AT the end of two weeks as a guest in Peter’s house, Alison found that she had settled very easily into its routine, largely as a result of Douglas’s help and Douglas’s good nature. She rose in the morning in time to have breakfast with Peter, having discovered that he took his at eight o’clock every day, before leaving for his office. Sometimes Priscilla was with them; sometimes she decided to have a tray in her room, and this was the course that Alison preferred, since Peter would talk to her if Priscilla was not there to do so. Otherwise, he would become immersed in his letters, and probably make a few notes of things he wished to remember to do during the day; but always he said goodbye to her very charmingly, and often made suggestions of ways in which she might spend her day.

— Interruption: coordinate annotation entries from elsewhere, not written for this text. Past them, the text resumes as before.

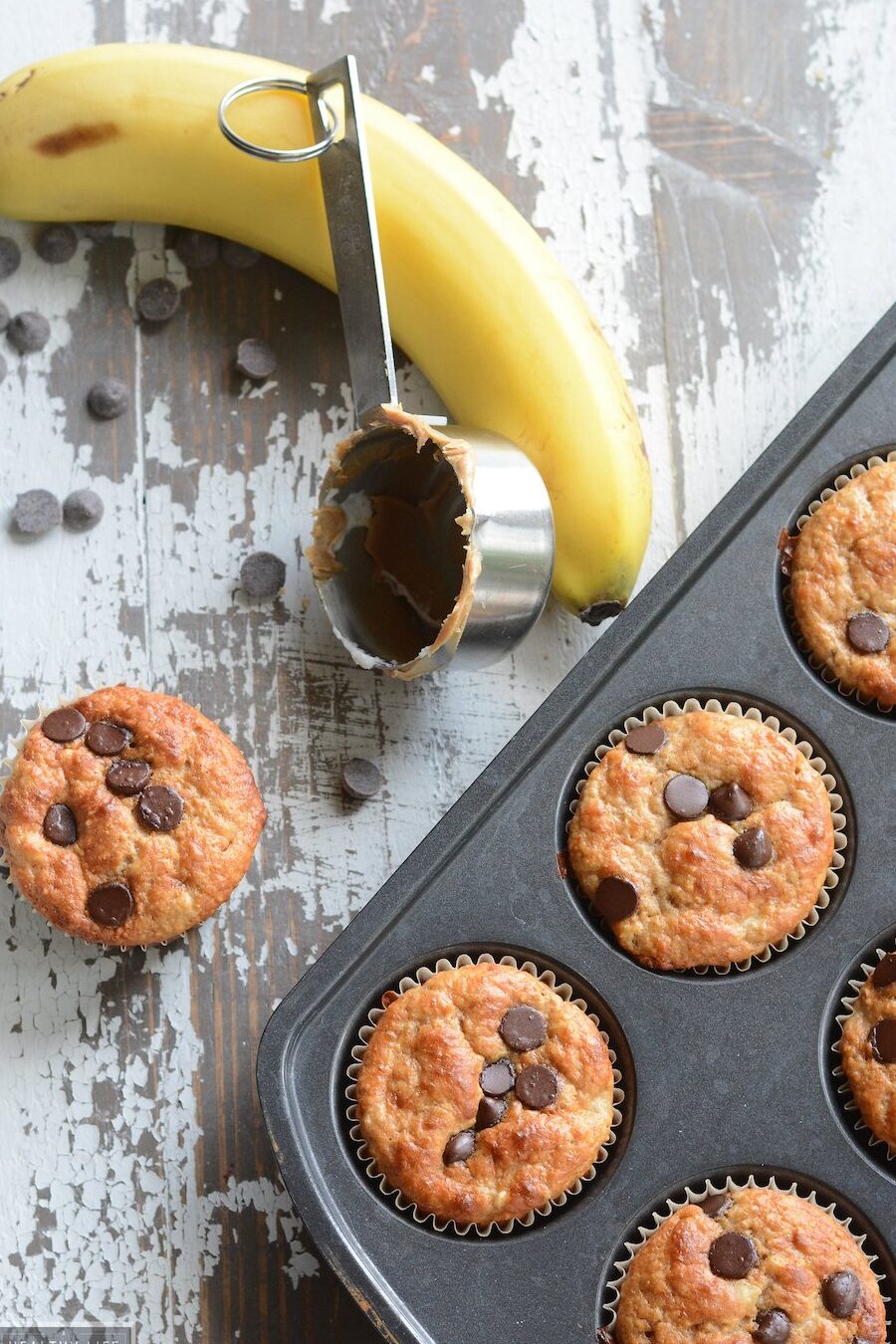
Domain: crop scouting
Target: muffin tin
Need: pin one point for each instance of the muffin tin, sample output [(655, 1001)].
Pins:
[(723, 1074)]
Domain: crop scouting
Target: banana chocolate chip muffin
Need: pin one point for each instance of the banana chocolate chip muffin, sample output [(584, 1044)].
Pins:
[(483, 1095), (127, 817), (868, 1050), (842, 582), (751, 1265), (702, 837)]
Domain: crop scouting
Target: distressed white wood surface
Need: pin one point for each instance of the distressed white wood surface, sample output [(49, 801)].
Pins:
[(716, 177)]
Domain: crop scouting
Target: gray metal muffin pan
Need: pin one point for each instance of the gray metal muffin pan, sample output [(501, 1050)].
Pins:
[(723, 1074)]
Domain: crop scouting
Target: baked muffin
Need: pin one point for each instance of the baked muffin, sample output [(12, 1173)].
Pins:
[(483, 1095), (868, 1050), (751, 1265), (702, 839), (127, 817), (842, 583)]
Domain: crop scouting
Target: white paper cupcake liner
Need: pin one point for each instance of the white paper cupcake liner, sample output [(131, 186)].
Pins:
[(815, 663), (741, 711), (364, 1155), (852, 1114), (696, 1197)]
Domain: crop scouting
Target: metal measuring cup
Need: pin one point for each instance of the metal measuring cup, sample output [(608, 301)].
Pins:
[(431, 542)]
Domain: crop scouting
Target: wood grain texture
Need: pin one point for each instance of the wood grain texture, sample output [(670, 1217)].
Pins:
[(711, 176)]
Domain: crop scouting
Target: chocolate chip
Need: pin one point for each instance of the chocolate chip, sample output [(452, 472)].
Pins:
[(126, 779), (730, 802), (57, 244), (109, 398), (158, 300), (111, 905), (360, 779), (37, 513), (491, 1112), (10, 257), (262, 574), (82, 510), (773, 1327), (160, 806), (733, 1255), (753, 848), (460, 1148), (107, 738), (29, 333), (60, 824), (883, 1040), (615, 898), (646, 740), (64, 725), (868, 632), (885, 972), (840, 1293), (523, 1028), (496, 1079), (256, 359), (537, 1086)]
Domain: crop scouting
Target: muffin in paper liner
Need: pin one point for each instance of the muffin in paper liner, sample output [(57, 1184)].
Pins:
[(364, 1155), (696, 1195), (784, 545), (778, 725), (850, 1112)]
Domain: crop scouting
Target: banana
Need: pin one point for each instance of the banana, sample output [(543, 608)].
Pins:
[(476, 298)]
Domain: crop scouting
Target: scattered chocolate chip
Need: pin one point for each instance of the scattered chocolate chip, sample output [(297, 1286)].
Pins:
[(57, 244), (126, 779), (60, 824), (360, 779), (868, 632), (491, 1112), (111, 903), (107, 738), (730, 802), (460, 1148), (685, 795), (537, 1086), (523, 1028), (773, 1327), (262, 574), (109, 398), (160, 806), (496, 1079), (883, 1040), (158, 300), (64, 725), (885, 972), (29, 333), (733, 1255), (237, 254), (196, 249), (646, 740), (840, 1293), (256, 359), (753, 848), (615, 898), (37, 513), (10, 257), (82, 510)]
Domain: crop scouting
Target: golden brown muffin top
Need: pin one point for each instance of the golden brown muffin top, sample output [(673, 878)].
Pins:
[(766, 1266), (842, 582), (127, 817), (545, 1104), (702, 839), (868, 1050)]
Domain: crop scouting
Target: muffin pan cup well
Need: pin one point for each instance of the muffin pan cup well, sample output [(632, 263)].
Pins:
[(733, 1072)]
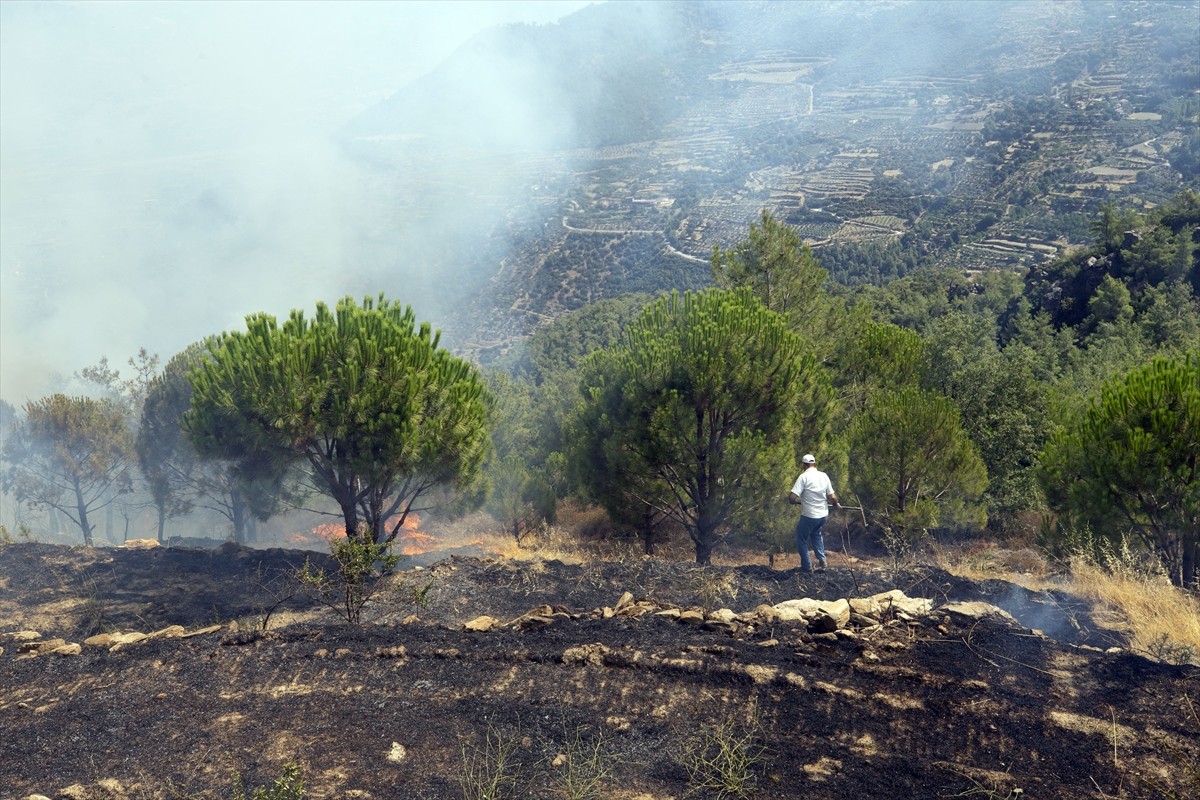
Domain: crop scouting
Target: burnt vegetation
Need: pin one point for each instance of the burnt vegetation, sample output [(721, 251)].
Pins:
[(966, 276)]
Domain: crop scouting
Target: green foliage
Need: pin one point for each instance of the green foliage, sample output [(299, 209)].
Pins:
[(289, 786), (913, 464), (873, 356), (360, 396), (697, 411), (1138, 252), (1003, 407), (72, 455), (585, 768), (1128, 463), (775, 265), (491, 770), (361, 563), (725, 761)]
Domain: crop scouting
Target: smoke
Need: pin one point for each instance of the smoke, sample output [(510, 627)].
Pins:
[(171, 167)]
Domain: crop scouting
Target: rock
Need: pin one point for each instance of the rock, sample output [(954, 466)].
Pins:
[(822, 623), (203, 631), (637, 609), (40, 645), (807, 609), (171, 632), (586, 654), (397, 651), (763, 613), (123, 639), (977, 609), (141, 543), (481, 624), (897, 601), (531, 621), (862, 620)]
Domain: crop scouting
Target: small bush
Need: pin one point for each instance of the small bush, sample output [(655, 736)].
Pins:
[(1132, 593), (490, 770), (585, 767), (361, 563), (289, 786), (724, 762)]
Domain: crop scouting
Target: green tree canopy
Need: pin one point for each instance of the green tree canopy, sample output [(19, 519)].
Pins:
[(912, 462), (1128, 463), (360, 395), (72, 455), (699, 410), (179, 480)]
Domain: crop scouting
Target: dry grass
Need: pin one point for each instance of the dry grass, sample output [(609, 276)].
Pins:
[(982, 560), (1162, 619)]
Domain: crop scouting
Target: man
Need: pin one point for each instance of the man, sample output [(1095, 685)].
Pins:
[(814, 493)]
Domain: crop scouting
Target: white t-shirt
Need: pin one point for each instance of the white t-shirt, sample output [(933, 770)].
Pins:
[(813, 487)]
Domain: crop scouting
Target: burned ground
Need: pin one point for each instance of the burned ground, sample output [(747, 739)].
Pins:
[(923, 705)]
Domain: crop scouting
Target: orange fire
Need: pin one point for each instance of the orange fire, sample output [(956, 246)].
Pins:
[(411, 541)]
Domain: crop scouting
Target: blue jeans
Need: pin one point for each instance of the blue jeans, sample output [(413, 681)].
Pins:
[(808, 534)]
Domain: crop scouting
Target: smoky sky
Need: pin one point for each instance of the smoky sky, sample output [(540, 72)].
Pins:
[(167, 168)]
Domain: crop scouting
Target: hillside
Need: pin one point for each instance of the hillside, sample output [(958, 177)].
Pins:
[(610, 152), (935, 698)]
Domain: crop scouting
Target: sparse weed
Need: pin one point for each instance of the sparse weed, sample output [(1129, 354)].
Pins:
[(1135, 596), (289, 786), (585, 765), (361, 563), (901, 545), (724, 762), (23, 535), (711, 585), (490, 770), (990, 788)]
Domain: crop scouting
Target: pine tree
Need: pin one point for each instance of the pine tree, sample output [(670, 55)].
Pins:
[(1128, 463), (699, 411), (363, 397)]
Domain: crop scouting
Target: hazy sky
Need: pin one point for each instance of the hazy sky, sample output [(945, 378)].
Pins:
[(166, 169)]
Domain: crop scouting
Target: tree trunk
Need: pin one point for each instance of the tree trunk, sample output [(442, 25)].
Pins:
[(351, 519), (238, 511), (1191, 545), (83, 516)]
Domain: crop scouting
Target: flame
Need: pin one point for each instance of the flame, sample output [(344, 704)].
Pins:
[(409, 541)]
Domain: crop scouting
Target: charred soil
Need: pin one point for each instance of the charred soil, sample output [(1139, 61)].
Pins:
[(619, 668)]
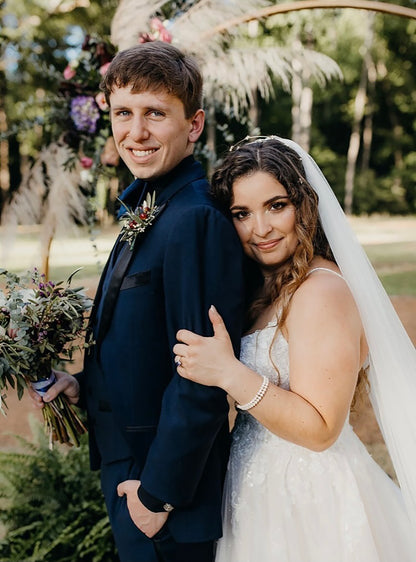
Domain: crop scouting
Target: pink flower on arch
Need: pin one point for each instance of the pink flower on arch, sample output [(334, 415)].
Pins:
[(101, 101), (160, 31), (86, 162), (103, 69)]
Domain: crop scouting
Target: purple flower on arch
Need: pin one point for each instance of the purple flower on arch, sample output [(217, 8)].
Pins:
[(84, 113)]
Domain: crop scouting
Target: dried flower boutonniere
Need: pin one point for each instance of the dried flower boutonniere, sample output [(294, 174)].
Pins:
[(136, 222)]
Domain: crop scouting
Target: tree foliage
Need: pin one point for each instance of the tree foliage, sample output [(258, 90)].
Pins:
[(52, 506)]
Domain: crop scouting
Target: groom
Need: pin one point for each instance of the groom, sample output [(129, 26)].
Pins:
[(160, 441)]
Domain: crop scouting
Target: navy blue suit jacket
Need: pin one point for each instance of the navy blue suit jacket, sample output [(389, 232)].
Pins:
[(174, 429)]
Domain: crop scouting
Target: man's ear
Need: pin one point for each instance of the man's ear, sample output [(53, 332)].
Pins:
[(197, 125)]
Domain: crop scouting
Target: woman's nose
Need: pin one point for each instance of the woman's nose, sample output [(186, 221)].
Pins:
[(261, 226)]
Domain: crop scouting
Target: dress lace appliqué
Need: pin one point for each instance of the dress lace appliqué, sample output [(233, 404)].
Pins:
[(286, 503)]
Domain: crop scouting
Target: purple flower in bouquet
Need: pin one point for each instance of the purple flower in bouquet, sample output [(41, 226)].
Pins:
[(85, 113), (41, 324)]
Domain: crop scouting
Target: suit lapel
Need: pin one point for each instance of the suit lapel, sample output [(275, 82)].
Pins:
[(111, 294)]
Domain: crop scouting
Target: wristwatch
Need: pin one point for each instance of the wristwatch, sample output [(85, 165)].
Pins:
[(168, 507)]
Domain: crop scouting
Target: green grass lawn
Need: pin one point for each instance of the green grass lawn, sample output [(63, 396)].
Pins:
[(390, 243), (395, 264)]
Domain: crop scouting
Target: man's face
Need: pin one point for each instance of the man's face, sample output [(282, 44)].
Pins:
[(151, 132)]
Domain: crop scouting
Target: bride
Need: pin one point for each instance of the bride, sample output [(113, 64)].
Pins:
[(300, 486)]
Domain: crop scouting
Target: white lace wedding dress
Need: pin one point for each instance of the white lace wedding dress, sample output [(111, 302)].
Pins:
[(286, 503)]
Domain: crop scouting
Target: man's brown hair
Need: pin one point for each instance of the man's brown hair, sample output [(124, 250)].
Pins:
[(156, 66)]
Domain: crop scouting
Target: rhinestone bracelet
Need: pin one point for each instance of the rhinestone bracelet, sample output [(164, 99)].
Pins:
[(256, 399)]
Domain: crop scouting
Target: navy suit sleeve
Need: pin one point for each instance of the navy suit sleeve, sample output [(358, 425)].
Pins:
[(202, 266)]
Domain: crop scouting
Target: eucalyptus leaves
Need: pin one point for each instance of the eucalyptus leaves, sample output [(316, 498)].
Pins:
[(41, 324)]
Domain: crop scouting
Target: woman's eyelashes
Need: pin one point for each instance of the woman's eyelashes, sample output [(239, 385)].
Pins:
[(242, 214)]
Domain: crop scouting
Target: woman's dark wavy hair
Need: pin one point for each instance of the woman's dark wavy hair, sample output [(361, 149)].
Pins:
[(280, 161)]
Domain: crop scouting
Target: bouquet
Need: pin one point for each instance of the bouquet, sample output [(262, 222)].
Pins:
[(41, 325)]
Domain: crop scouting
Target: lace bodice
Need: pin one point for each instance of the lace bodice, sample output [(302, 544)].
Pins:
[(257, 348)]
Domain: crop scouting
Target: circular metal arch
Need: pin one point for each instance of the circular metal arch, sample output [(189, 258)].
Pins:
[(383, 7)]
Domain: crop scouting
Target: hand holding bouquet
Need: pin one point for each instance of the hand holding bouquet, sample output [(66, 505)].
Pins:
[(41, 325)]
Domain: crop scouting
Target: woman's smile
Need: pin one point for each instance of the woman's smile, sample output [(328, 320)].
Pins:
[(264, 218)]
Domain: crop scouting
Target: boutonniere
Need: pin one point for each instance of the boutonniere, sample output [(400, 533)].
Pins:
[(135, 222)]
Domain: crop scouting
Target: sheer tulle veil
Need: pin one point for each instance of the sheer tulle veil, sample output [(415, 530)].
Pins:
[(392, 370)]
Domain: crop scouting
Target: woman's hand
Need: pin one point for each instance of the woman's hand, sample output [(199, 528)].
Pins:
[(206, 360), (65, 383)]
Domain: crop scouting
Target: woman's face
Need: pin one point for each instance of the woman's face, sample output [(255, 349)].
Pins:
[(264, 218)]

Without Douglas, she might have found those days a little lonely. Priscilla was obviously anxious about her, feeling that she should be doing something to entertain the stranger within the gates, yet not wishing to do so. But Douglas was pleased that she was there; they spent a good deal of time together, and she went off on many shopping expeditions for him. Together, they made a note of new books they would like to read, and Alison would go off to buy them, and probably browse for so long in the fascinating shops that she would have to hurry back to be in time for luncheon. Or Douglas would wish that he were able to go to an exhibition of some kind, and Alison would go instead and come back to report on it for him. Alison, too, had been quick to appreciate the beautiful tone of the piano in the drawing room, and Douglas would sit near her in the wheel chair and listen while she sang folk songs. She had an amazing collection of them, singing them in a clear voice that had not much power but that was admirable for these songs in a restricted space; in four languages, which seemed to come very easily to her. Then Douglas would shoo her away from the piano and wheel his chair into place before it, and make the air hideous with his own particularly evil brand of swing, until Alison would clap her hands over her ears and threaten to go out and leave him, if he would not stop.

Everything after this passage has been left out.